Der Fall
Ein Referatsleiter beim Bundesnachrichtendienst (BND) hatte im Rahmen einer dienstlichen Zeugenvernehmung Äußerungen eines Mitarbeiters wiedergegeben, die dieser bei einer privaten Veranstaltung gemacht hatte. Der BND wertete diese Äußerungen als meldepflichtig und erließ gegenüber dem Referatsleiter eine „qualifizierte Pflichtenmahnung“ – mit der ausdrücklichen Feststellung, er habe durch Unterlassen schuldhaft seine Dienstpflichten verletzt. Von der Einleitung eines förmlichen Disziplinarverfahrens sah der BND gleichzeitig ab, weil die Pflichtverletzung hierfür nicht schwer genug wiege.
Die Entscheidung
Das Bundesverwaltungsgericht hob den Bescheid auf – aus zwei Gründen. Erstens hatte der Referatsleiter schon keine Meldepflicht, weil private Äußerungen außerhalb des Dienstes grundsätzlich kein Dienstvergehen begründen und daher keinen dienstlichen Bezug aufweisen, der eine Meldepflicht auslöst.
Der zweite und weitreichendere Grund betrifft das Verhältnis von Weisungsrecht und Disziplinarrecht: Selbst wenn ein Verstoß gegen die Dienstvorschrift anzunehmen wäre, hätte er nicht mit einer „qualifizierten Pflichtenmahnung“ gerügt werden dürfen. Da diese Verfügung keine Disziplinarmaßnahme darstellt, kann mit ihr keine schuldhafte Dienstpflichtverletzung festgestellt werden. Außerhalb des Disziplinarrechts mit den dort vorgesehenen Förmlichkeiten darf dem Beamten die Begehung eines Dienstvergehens nicht vorgeworfen werden. Das Weisungsrecht deckt vielmehr nur in die Zukunft gerichtete Anweisungen und Vorgaben, auch wenn hierfür an vergangenes Verhalten angeknüpft wird.
Was das Urteil bedeutet
Der Kern des Urteils ist für den beamtenrechtlichen Alltag bedeutsam: Es gibt im deutschen Beamtenrecht ein klar abgestecktes Instrumentarium für Sanktionen. Das Disziplinargesetz sieht einen gestuften Maßnahmenkatalog vor – vom Verweis über die Geldbuße bis zur Entfernung aus dem Beamtenverhältnis. Dieser Katalog ist abschließend und mit verfahrensrechtlichen Sicherungen versehen: Anhörungsrecht, Zuständigkeitsregeln, Rechtsmittel.

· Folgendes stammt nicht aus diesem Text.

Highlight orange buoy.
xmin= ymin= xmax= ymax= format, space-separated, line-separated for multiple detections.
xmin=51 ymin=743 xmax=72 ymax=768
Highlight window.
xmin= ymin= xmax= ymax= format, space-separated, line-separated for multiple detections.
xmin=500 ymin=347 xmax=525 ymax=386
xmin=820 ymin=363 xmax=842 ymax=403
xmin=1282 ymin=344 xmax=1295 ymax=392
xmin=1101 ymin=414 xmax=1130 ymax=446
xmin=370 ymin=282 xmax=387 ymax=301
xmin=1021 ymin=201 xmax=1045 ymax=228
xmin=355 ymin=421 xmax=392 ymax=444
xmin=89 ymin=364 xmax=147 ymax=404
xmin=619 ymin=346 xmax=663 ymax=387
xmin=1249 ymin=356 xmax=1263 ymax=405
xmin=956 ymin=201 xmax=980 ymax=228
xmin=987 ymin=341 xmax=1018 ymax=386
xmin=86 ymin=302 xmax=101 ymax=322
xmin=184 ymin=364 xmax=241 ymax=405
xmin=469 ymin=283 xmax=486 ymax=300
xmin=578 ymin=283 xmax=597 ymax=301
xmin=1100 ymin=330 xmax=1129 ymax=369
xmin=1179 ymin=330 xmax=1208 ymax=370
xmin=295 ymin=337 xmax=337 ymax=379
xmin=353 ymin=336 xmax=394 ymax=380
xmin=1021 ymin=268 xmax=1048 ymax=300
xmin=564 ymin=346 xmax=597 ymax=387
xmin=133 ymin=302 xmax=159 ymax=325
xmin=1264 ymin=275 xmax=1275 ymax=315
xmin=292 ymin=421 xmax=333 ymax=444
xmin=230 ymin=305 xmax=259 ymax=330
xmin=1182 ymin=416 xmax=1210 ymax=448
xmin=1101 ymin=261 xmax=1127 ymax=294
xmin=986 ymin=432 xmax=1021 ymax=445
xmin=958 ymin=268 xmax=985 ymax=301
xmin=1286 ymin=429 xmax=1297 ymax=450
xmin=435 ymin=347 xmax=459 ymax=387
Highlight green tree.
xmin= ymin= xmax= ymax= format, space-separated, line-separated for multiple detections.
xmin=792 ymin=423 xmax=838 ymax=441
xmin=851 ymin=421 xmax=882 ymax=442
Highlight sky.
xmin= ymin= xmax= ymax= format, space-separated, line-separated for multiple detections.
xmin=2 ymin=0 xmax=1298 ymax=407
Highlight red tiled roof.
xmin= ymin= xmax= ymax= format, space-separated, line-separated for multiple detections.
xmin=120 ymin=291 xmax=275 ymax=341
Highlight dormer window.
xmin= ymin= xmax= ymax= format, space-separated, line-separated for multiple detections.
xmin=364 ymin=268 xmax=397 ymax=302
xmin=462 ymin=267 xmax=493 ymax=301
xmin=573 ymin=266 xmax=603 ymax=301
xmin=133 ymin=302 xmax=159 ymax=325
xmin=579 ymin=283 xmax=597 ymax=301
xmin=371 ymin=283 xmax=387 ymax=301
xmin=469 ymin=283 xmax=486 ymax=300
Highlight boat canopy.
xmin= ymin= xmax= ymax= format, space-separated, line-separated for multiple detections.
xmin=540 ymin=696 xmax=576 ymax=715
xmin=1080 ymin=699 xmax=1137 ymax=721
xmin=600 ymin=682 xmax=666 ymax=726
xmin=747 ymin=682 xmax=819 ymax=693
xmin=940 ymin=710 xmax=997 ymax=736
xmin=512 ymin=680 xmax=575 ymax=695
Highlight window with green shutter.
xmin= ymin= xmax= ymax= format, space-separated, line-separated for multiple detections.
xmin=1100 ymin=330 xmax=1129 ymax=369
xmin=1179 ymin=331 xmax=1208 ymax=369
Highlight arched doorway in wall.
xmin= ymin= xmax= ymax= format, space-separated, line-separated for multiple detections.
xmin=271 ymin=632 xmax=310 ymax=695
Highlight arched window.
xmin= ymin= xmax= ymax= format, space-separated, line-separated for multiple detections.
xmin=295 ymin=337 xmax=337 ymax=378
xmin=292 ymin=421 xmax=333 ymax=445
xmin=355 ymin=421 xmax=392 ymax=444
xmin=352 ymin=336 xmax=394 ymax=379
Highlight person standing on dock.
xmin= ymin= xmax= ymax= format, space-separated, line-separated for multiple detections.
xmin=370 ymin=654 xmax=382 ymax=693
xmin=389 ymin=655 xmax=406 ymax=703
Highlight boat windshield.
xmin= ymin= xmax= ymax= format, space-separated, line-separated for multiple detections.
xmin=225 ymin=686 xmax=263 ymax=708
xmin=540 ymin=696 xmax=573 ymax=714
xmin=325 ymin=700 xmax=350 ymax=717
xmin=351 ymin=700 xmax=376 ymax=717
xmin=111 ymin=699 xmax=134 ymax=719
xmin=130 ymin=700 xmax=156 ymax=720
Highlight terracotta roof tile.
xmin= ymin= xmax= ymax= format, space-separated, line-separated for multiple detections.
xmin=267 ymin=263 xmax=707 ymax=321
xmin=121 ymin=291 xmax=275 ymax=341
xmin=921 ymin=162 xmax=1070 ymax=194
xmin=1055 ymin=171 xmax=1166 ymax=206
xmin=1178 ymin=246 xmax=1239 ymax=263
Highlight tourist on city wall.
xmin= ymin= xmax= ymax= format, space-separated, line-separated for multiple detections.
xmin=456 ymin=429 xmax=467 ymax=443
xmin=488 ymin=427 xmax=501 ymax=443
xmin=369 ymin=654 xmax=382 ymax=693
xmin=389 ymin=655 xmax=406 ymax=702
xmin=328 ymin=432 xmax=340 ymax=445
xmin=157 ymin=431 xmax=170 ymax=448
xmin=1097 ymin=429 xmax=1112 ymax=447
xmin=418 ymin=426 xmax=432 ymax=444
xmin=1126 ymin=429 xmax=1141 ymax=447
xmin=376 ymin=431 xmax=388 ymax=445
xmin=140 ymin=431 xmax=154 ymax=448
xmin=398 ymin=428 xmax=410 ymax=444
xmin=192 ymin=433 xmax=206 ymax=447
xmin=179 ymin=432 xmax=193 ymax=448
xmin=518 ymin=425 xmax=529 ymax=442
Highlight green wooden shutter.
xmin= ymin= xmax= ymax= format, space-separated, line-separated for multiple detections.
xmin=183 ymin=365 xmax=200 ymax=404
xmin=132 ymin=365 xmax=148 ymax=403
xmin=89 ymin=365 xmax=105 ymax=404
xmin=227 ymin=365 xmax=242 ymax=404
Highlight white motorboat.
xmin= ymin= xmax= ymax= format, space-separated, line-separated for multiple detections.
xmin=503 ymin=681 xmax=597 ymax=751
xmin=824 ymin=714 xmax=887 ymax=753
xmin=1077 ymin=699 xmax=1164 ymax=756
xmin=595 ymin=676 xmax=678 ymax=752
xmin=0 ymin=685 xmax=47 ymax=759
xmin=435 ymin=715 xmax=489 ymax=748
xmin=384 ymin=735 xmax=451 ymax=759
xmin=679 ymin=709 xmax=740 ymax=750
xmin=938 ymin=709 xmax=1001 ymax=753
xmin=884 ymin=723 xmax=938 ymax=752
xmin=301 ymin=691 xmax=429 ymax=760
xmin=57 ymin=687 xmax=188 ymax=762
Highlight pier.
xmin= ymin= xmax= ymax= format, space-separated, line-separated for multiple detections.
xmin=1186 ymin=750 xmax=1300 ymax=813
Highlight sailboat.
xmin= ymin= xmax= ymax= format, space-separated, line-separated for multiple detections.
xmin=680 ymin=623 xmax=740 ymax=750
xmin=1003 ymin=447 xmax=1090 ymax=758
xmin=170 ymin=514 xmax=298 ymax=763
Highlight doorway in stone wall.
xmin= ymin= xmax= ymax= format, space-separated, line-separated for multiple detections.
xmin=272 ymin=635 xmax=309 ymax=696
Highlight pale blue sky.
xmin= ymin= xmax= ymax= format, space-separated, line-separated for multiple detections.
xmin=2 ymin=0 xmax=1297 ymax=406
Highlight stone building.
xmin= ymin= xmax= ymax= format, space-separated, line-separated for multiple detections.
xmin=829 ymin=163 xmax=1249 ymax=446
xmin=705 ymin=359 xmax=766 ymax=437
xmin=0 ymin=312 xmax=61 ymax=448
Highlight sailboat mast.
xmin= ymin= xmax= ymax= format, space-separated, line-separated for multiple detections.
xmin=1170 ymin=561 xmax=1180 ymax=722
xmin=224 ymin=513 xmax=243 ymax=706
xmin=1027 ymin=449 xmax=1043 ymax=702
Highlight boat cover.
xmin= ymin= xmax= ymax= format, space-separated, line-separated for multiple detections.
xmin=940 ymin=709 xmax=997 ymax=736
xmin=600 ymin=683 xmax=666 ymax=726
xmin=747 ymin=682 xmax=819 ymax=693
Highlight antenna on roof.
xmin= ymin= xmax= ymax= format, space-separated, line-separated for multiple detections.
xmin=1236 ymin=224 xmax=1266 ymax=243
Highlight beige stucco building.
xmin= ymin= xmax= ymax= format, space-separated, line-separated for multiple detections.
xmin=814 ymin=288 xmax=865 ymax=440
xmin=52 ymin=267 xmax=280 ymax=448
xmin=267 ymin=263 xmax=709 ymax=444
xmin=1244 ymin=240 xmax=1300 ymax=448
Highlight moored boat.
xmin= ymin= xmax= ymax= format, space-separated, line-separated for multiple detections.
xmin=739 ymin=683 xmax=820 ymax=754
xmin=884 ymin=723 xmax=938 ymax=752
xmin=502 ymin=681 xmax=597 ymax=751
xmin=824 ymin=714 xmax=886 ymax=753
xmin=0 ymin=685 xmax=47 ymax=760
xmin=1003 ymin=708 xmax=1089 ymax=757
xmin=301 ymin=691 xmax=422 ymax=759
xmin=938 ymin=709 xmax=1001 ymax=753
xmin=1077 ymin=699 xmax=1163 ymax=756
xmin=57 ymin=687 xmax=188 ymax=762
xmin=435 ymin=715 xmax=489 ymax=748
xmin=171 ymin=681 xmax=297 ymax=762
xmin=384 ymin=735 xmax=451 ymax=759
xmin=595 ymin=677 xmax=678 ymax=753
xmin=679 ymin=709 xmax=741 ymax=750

Nach § 6 Satz 2 Bundesdisziplinargesetz sind missbilligende Äußerungen wie Zurechtweisungen, Ermahnungen oder Rügen, die nicht ausdrücklich als Verweis bezeichnet werden, gerade keine Disziplinarmaßnahmen. Genau diese
Lücke versuchte der BND im vorliegenden Fall zu nutzen: Die „qualifizierte Pflichtenmahnung“ sollte keinen formellen Verweis darstellen – aber dennoch ein schuldhaftes Dienstvergehen feststellen und dienstlich dokumentieren. Genau das ist nach dem Urteil des Bundesverwaltungsgerichts unzulässig.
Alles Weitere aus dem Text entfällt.